Сон мне все-таки снится. Страшный сон. Если Гипносу подчинялись даже боги, то его сынок Морфей в эту ночь загулял, и ко мне по ошибке пришел Танатос, его близнец с железным сердцем. Во сне наша застава горела во вспышке ядерного боеприпаса. Вживую пылали лошади, которые мчались по нашему стрельбищу, объятые пламенем. Убежать пытались. Скулили овчарки на питомнике, с которых сорвало шкуру и мясо, перед тем как они сгорели в эпицентре, превратившись в пепел и тени. Моих бойцов давила земля обвалившихся блиндажей и окопов, выжигало глаза, кожу, мышцы, голову смертоносной вспышкой. В труху и пыль превратилась корова Машка и дневальный на конюшне. Земля закипела вместе со мной, спящим на топчане, насмехаясь над моей попыткой отдохнуть. Часовых разорвало на куски. «ГАЗ-66» взорвался и утонул в огне. Дежурный и связист испарялись из своих бронежи-летов и касок. Они все смотрели на меня. Они, умирая, мне верили. Смерть, в оплавленном ОЗК, смердящая горелым мясом, подошла к топчану, где тлела моя душа в черноте обожженного скелета и черепа. Она, улыбаясь своим оскалом, протянула руку и затрясла меня за правую плечевую кость.
– Куда трясешь, оторвешь же, щербатая! – возмутился я и проснулся. Надо мной с керосинкой стоял Боря Цуприк в плаще от ОЗК, с накинутым на голову капюшоном и будил меня, толкая в правое плечо.
– Товарищ лейтенант, вставайте! Полшестого уже. Надо умываться, завтракать и приказ отдавать! Федя в машине движок прогревает!
«Фух! Живые все! Ну, Танатос, ну гад! Я тебе сказку почитаю на ночь, если доживу днем до вечера», – думаю я и падаю на пол под ноги Боре. Сотня отжиманий в бешеном темпе на двух ударных костяшках кулаков разгоняет кровь, устраняет сонливость и благодатно влияет на мой авторитет. Такой номер еще никто повторить на заставе не смог. А я, в хорошем настроении, и двести раз отжимаюсь от пола в охотку. Сейчас бы кросс дернуть километров на десять. А потом в душ. Но вместо кросса сегодня левый фланг в ОЗК и скорее всего – в противогазе.
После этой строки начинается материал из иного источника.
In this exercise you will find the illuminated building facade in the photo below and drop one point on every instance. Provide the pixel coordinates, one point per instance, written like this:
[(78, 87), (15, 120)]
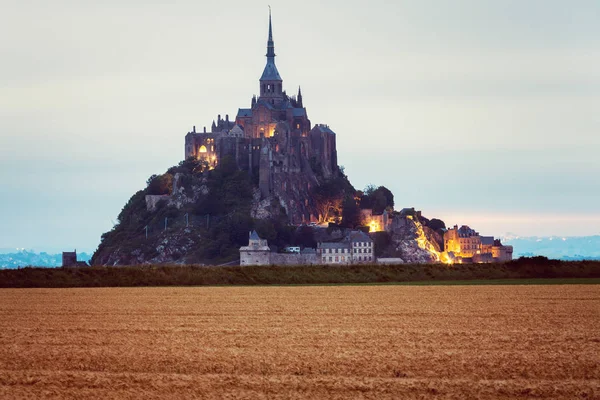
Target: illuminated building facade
[(466, 243), (273, 139)]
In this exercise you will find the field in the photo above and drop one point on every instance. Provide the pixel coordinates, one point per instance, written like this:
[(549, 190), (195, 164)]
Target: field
[(378, 342)]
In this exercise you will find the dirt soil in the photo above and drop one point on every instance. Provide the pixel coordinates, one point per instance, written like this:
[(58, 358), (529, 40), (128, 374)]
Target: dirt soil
[(368, 342)]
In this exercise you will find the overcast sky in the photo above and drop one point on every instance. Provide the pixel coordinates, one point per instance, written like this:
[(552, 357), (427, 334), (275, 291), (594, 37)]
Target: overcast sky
[(484, 113)]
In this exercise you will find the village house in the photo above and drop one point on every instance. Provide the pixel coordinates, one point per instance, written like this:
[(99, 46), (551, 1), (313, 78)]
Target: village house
[(467, 245), (357, 247)]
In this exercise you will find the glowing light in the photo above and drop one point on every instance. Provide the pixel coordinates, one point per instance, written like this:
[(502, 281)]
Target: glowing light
[(374, 226), (425, 244)]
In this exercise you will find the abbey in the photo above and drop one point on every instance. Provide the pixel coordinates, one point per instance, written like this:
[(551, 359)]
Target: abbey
[(273, 139)]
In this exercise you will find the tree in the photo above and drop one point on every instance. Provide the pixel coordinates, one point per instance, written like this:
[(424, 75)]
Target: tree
[(160, 184), (377, 199), (350, 212), (328, 199)]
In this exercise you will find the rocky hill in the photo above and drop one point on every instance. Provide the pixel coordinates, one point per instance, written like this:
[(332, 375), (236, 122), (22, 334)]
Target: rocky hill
[(196, 215)]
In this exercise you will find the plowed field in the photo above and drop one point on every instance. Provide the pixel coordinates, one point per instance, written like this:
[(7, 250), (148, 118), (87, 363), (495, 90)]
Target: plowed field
[(378, 342)]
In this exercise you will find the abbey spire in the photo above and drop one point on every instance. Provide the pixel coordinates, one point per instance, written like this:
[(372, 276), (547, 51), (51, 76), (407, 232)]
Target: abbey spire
[(270, 43), (270, 81)]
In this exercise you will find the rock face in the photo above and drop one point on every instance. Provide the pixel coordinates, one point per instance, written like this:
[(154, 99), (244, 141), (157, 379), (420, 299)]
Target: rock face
[(412, 242)]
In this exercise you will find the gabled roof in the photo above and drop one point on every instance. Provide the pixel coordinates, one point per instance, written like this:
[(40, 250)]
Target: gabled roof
[(334, 245), (254, 236), (487, 240), (244, 112), (298, 112), (324, 129), (270, 72), (359, 236)]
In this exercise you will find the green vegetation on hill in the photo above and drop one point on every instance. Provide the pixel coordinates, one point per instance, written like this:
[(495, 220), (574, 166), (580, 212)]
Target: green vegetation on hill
[(299, 275)]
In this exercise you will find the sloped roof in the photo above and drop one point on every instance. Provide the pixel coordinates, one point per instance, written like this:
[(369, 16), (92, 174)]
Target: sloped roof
[(334, 245), (487, 240), (324, 129), (254, 236), (270, 72), (359, 236), (298, 112)]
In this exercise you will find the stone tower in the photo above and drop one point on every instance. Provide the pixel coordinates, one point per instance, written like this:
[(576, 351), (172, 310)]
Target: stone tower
[(271, 84)]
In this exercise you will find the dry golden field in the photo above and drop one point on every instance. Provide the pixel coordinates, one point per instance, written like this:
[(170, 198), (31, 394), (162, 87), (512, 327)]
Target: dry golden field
[(377, 342)]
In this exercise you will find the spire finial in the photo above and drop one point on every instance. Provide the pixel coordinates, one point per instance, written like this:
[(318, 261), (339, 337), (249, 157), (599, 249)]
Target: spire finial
[(270, 44)]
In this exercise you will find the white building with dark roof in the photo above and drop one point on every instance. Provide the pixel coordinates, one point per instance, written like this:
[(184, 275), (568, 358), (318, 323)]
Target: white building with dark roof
[(357, 247)]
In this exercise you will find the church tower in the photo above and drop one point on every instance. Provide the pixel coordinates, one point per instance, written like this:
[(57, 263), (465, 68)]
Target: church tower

Одеваюсь. Ох, тяжела же ты, шапка Мономаха, да еще с каской, бронежилетом и подсумками.
Я хамлю личному составу тем, что вешаю свой броник на дверцу кабины с моей стороны. То же самое делает Федя. Но в кабину я не сажусь, вызвав удивление в составе моего наряда. На мне сшитая связистом за ночь самодельная разгрузка. Со мной едут санинструктор (он же второй номер пулемета), пулеметчик, расчет РПГ, снайпер. Мы везем с собой боеприпасы в цинках, выстрелы к РПГ, прибор радиационной разведки, насос, полупустую бочку с бензином. Воду в баке для перевозки молока. Сухпай на сутки. Коробки с набитыми лентами для ПКМ. На одиннадцатом я заставляю всех надеть ОЗК и приготовить противогазы. Народ молча одевается, помогая друг другу.
«Какой же я мудак-эгоист! – терзает меня совесть. – У моих солдат магазины неспаренные и у каждого по два подсумка на ремне тактического обвеса. Ну, ничего. Ну не успел!» – оправдываюсь я перед своей совестью и понимаю, за что меня терзал мой ночной кошмар во сне. Вот за это вот. Себе сделал – руками солдата, а им не сделал. Не показал. А ведь магазины на груди могут от смерти спасти. Вернемся, и я выем печень любому, пока у каждого такого или похожего не будет. Это пока мы в разведке и никого вокруг, а если нарвемся…
От этого самобичевания меня отвлекает восьмой левый. Раньше здесь была калитка в системе. А теперь в ней нужды нет. Система бессильно лежит на земле всеми своими тридцатью двумя нитями. Рядом валяется покореженная вышка на склоне. Вид изуродованного левого не радует ни меня, ни моих бойцов. Езда по КСП, на которую нормальный пограничник сам только по большой надобности ступит подошвой. А если перейдет, то проход руками заделает, знак поставит и другие наряды оповестит, что именно он тут прошел по КСП, которую берегут и лелеют. А тут мы по ней, по родимой помощнице, да на колесах грузовика. И давим, давим и давим аккуратные треугольные дорожки резиной «шестьдесят шестого». Свой собственный труд бросаем под колеса. Придется кому-то за это ответить. И за КСП, и за лошадей, за здание заставы, и за наши нервные клетки.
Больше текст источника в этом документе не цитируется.